Caldwell’s 41 acre Grover Cleveland Park is located on Brookside Avenue and Runnymede Road, in the towns of Caldwell and Essex Fells. This heavily wooded park in the 7th largest in the Essex County Park system. It was designed by the Olmsted landscape architectural firm, designers of Central Park in NYC and the U.S. Capitol grounds.
Among its amenities are:
- Lighted tennis courts
- Large playground with rubberized safety surface
- Picnic grove
- Baseball field
- Four foot bridges that connect the two areas of the park divided by the Pine Brook Creek; the Creek runs through the park
- Shuffleboard courts
- Horseshoe pits
- Summer concert activities
- Pond for ice skating and fishing
Much of the park’s land was originally settled by the Gould family and later owned by Gen William Gould (1757-1847), a veteran of the Revolution and the War of 1812 who lived in Essex Fells. A sawmill for grinding tanbark to make paper had once been operated at the pond by the Gould family. The property was acquired from Gould’s estate between 1913 and 1916. The park is named for President Grover Cleveland who was born in Caldwell in 1837, and was the 22nd and 24th President of the United States.

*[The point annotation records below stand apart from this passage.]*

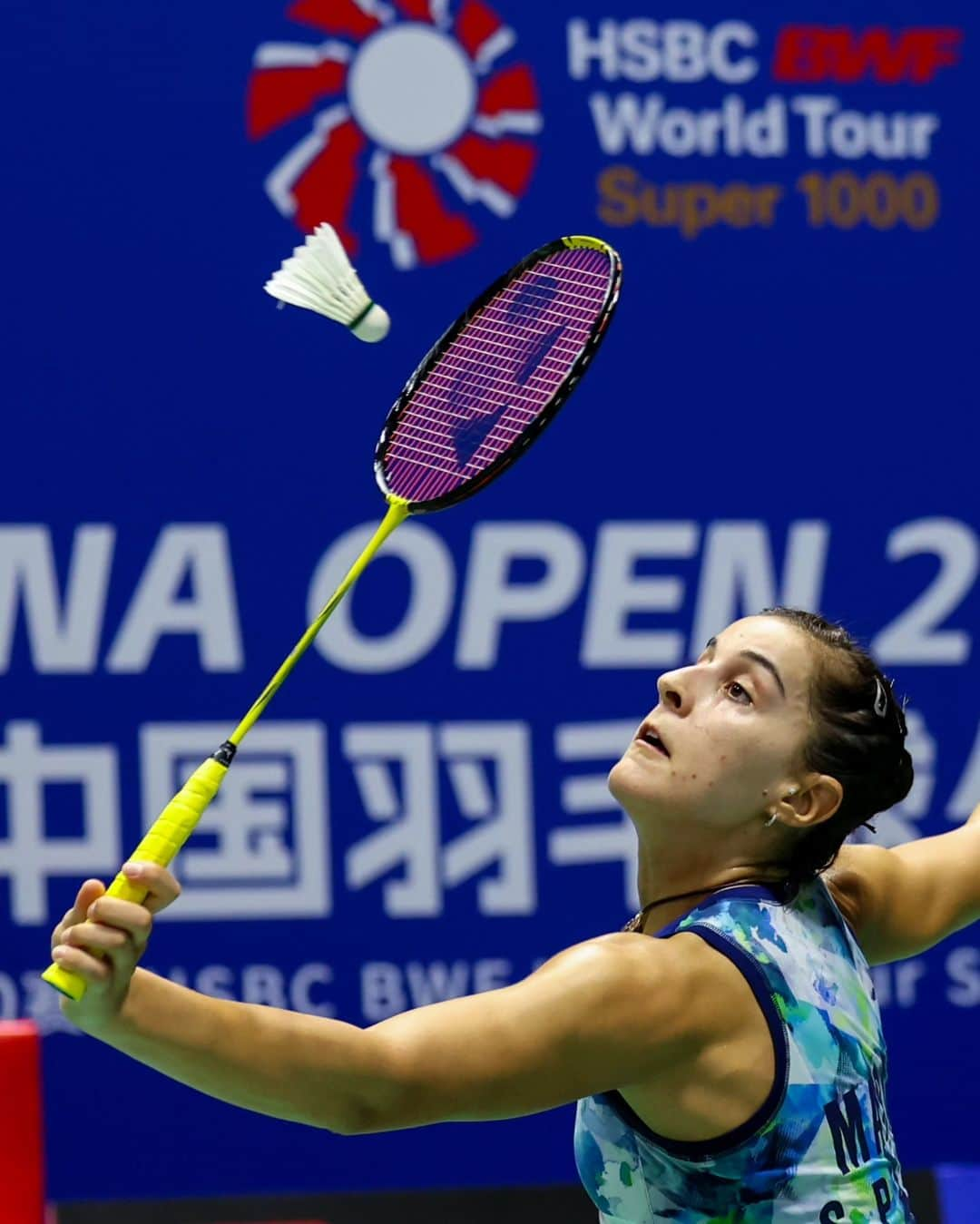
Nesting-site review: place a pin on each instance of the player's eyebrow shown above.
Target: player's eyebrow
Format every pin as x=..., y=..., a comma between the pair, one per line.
x=756, y=659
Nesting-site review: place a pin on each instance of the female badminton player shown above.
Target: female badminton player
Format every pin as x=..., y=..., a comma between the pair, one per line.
x=726, y=1048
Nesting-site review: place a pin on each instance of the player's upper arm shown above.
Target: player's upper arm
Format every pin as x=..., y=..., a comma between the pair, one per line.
x=600, y=1014
x=902, y=901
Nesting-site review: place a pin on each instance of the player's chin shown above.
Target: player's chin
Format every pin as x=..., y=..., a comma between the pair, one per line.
x=632, y=782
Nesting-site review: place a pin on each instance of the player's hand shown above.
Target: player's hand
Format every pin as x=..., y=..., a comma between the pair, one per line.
x=116, y=929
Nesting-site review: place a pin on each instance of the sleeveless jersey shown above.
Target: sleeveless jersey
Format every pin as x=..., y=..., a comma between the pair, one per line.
x=820, y=1150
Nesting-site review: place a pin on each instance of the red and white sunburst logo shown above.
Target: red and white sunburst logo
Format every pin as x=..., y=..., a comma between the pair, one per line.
x=409, y=103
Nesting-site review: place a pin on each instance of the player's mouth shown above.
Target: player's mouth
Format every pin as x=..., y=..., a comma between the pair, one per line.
x=650, y=736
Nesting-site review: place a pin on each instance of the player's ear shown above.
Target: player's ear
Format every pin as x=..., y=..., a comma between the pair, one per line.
x=811, y=800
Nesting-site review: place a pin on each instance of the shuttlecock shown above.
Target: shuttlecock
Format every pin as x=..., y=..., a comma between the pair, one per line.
x=319, y=277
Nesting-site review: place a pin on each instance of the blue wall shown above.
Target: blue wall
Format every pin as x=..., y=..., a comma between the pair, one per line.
x=782, y=411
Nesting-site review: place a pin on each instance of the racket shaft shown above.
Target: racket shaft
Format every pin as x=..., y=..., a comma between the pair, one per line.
x=397, y=511
x=165, y=837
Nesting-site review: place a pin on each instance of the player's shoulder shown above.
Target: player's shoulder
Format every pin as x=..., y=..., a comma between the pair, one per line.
x=679, y=984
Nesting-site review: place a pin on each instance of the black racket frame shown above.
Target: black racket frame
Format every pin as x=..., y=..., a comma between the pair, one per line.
x=547, y=414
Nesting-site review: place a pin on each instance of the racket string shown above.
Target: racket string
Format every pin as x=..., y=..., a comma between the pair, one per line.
x=436, y=445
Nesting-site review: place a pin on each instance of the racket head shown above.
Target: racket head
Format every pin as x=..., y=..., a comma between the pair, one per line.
x=498, y=375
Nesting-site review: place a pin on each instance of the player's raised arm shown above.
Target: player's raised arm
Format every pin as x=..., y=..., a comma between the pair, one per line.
x=597, y=1016
x=902, y=901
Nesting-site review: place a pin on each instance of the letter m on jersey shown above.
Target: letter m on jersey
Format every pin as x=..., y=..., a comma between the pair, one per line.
x=847, y=1129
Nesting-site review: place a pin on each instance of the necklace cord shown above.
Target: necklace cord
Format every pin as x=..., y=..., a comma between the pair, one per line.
x=638, y=921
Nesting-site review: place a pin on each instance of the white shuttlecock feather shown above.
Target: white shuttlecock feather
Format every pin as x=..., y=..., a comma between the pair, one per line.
x=319, y=277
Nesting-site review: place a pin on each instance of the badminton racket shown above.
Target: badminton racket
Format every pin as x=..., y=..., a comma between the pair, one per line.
x=482, y=395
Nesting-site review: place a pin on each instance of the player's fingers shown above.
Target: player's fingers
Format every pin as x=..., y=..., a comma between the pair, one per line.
x=87, y=894
x=95, y=934
x=162, y=886
x=126, y=916
x=83, y=964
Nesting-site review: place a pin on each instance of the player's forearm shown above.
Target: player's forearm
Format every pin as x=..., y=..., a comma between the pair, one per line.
x=279, y=1062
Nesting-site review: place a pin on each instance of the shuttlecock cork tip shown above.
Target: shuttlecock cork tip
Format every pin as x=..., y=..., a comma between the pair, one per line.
x=319, y=277
x=373, y=325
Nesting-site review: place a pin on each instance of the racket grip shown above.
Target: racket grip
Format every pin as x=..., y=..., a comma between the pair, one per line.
x=161, y=844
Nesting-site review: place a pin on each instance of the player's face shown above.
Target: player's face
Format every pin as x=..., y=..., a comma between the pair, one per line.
x=733, y=726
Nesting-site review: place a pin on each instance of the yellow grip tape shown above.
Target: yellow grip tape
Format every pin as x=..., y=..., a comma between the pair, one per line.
x=165, y=837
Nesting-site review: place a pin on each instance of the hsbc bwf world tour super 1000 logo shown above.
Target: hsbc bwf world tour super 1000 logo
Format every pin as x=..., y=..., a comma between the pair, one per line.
x=414, y=104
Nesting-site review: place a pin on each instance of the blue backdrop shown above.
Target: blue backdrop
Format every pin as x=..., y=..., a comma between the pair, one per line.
x=780, y=411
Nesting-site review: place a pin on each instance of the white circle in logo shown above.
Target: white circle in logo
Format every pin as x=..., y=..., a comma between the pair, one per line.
x=411, y=90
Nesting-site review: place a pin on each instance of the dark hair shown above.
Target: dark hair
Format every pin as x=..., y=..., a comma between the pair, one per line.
x=859, y=739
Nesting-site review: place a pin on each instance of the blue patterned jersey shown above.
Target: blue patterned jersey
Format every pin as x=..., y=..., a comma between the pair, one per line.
x=820, y=1150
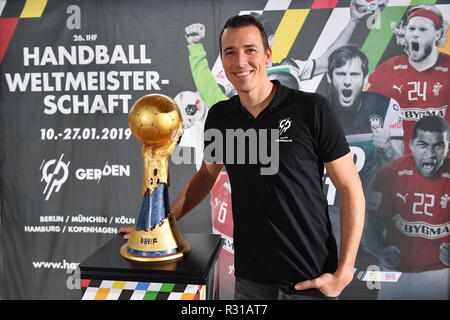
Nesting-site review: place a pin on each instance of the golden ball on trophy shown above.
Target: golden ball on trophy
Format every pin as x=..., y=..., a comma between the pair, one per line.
x=154, y=118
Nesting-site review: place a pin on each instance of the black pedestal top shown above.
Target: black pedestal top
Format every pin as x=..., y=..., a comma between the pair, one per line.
x=107, y=263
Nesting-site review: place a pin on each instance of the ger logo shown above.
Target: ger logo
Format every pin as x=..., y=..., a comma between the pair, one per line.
x=54, y=173
x=284, y=125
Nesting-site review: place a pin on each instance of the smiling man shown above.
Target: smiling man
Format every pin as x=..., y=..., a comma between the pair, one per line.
x=418, y=80
x=283, y=242
x=414, y=204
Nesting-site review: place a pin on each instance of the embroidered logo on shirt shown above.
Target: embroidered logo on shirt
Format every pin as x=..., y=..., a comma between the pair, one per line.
x=284, y=126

In 1895, New Jersey Governor George Theodore Werts signed legislation creating the Essex County Park Commission, the first county park system in the United States. The Commission hired the Olmsted Brothers, the landscape architectural firm founded by Fredrick Law Olmsed, the nation’s finest and designers of New York’s Central Park and the U.S. Capitol grounds. Ironically, the stepbrothers John Charles Olmsted (1852–1920) and Frederick Law Olmsted, Jr. (1870–1957), were distant cousins of President Grover Cleveland, the man for who this park was named.
They began their transformation of the park in 1914 and by 1916 the area had been transformed with tennis courts, baseball fields, a playground, a sand court, wading pool and a shelter.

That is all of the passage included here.